Strong Weekly Outperformance: CARE Ratings Ltd surged 8.94% over the week, vastly outperforming the Sensex’s 2.63% decline, highlighting robust stock-specific momentum amid a challenging market backdrop.

Robust Earnings and Financial Health: The company’s Q4 FY26 results showed a 28.77% rise in PBT (excluding other income) and a 24.0% increase in net profit, supported by a net-debt-free balance sheet and high institutional ownership.

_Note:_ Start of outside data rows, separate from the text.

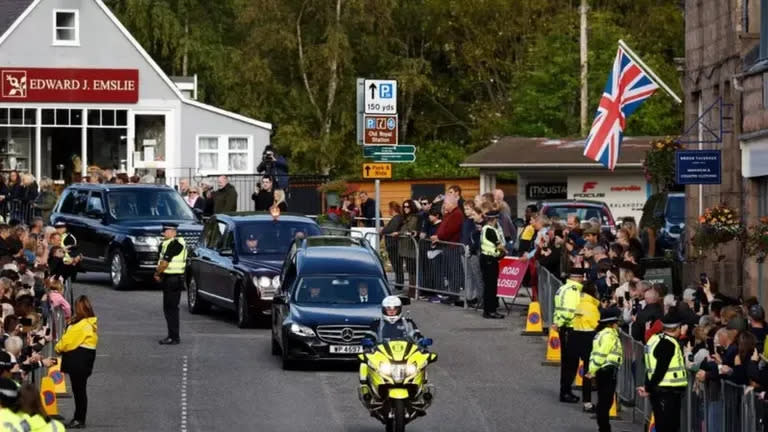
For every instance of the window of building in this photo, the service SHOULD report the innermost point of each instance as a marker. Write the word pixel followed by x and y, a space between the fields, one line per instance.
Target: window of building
pixel 224 154
pixel 66 27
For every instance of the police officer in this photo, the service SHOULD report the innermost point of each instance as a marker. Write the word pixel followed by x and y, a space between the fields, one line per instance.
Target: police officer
pixel 567 299
pixel 667 377
pixel 492 248
pixel 170 274
pixel 604 363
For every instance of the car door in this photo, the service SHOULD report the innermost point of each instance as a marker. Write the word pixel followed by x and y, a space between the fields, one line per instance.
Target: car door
pixel 95 238
pixel 280 311
pixel 223 266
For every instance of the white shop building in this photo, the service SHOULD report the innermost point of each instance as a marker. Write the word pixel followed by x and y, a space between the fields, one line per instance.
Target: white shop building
pixel 78 91
pixel 556 169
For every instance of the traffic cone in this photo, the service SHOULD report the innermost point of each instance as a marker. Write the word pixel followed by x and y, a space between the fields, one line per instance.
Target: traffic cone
pixel 48 397
pixel 533 325
pixel 579 380
pixel 54 372
pixel 614 412
pixel 553 349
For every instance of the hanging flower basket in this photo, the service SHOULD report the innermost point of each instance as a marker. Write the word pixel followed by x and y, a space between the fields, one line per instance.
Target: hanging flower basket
pixel 659 163
pixel 717 226
pixel 756 240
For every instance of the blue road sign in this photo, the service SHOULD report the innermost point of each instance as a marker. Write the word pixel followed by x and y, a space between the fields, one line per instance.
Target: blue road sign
pixel 698 167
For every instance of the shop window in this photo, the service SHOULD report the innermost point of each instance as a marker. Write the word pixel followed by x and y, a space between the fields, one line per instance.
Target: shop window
pixel 66 27
pixel 231 154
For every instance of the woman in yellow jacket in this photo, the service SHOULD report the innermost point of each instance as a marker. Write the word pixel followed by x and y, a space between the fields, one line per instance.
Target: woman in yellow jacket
pixel 584 325
pixel 78 349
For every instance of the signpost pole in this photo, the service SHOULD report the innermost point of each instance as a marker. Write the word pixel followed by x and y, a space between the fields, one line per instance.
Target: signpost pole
pixel 377 197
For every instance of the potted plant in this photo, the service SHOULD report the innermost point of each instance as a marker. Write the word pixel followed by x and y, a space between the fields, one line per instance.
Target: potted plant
pixel 717 226
pixel 756 240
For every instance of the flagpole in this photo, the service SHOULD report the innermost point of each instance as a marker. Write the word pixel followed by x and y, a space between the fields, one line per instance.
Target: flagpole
pixel 648 70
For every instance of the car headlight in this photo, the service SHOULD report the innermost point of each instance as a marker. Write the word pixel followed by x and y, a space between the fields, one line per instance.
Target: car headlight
pixel 146 241
pixel 301 330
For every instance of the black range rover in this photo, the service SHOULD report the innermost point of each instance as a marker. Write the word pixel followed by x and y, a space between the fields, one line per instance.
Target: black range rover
pixel 118 227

Technical Momentum Shift: The stock’s technical trend improved from mildly bearish to sideways, with bullish weekly MACD and Bollinger Bands, though some short-term bearish signals remain, suggesting cautious optimism.

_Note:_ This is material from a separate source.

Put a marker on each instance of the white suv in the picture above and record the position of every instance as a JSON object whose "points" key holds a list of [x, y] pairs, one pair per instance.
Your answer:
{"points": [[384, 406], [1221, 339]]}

Valuation Premium: Despite strong fundamentals, the stock trades at a high Price to Book ratio of 6 and a PEG of 1.3, indicating a premium valuation that warrants careful monitoring.

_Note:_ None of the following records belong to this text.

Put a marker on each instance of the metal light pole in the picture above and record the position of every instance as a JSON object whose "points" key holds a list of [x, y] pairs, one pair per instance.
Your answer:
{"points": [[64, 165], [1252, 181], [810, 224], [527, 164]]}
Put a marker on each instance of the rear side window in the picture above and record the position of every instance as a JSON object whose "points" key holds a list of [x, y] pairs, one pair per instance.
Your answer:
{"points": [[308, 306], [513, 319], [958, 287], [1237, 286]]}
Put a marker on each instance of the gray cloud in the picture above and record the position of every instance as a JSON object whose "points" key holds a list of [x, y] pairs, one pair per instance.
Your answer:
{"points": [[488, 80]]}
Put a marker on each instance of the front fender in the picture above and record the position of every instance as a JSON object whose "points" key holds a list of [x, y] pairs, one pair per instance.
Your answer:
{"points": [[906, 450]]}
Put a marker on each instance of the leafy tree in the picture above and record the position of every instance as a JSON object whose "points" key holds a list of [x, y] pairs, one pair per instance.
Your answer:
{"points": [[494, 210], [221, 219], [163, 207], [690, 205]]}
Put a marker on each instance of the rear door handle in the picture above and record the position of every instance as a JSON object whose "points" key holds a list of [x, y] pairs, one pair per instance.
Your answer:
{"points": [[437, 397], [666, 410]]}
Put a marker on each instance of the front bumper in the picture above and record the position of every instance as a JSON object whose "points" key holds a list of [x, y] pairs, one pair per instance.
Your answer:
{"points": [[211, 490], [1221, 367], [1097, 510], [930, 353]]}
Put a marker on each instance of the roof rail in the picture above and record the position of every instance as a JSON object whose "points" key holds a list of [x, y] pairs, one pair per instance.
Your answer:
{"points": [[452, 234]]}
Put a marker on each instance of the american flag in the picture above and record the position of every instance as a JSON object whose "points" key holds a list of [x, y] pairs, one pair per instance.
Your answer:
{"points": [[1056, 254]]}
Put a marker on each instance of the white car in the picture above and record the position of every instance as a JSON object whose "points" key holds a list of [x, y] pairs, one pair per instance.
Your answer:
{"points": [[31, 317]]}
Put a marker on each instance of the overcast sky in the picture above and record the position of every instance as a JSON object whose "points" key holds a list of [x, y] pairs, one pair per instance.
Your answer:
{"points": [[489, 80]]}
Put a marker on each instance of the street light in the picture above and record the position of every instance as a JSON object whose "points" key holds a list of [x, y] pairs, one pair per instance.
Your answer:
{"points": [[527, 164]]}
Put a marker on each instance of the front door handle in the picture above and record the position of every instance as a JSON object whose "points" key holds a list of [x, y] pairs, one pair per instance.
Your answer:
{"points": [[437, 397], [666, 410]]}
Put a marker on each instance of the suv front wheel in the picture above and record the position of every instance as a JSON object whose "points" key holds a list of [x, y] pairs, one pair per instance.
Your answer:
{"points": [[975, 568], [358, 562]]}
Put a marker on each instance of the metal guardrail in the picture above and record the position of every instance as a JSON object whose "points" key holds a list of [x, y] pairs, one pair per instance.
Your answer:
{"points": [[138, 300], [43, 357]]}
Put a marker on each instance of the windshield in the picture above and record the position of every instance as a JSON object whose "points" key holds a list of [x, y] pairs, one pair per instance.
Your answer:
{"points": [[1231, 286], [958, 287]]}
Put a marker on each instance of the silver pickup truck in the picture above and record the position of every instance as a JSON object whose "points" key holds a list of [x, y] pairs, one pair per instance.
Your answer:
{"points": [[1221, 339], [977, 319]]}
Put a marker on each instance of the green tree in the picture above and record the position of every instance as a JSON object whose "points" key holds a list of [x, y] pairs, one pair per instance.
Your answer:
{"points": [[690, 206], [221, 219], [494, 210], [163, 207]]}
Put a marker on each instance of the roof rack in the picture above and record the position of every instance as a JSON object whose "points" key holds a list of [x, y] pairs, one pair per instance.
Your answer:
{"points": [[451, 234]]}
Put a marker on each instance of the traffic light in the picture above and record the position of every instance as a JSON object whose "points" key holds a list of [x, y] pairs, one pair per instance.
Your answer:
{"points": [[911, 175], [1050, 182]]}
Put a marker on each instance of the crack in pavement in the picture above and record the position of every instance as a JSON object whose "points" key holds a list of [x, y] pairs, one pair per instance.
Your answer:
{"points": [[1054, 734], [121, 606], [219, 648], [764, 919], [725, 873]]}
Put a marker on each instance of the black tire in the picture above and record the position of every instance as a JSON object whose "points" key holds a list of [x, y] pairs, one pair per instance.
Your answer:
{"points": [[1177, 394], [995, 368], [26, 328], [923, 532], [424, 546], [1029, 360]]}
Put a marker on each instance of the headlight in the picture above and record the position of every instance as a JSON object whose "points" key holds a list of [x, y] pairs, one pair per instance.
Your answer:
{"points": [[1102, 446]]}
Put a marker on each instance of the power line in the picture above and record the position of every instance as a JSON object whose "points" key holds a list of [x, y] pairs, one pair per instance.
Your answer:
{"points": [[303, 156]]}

High Beta and Volatility: CARE Ratings’ beta of 1.35 relative to the NIFTY MIDCAP150 index explains the pronounced price swings, underscoring the stock’s sensitivity to market catalysts and technical developments.

Conclusion

CARE Ratings Ltd’s week was characterised by a significant price rally driven by strong quarterly earnings, a technical momentum shift, and an upgrade in analyst ratings. The stock’s ability to outperform the Sensex by over 11 percentage points amid a broadly weak market underscores its relative strength and resilience. While the premium valuation and mixed technical signals counsel prudence, the company’s consistent profit growth, net-debt-free status, and high institutional backing provide a solid foundation. Investors should monitor ongoing technical developments and valuation metrics closely as the stock consolidates its recent gains.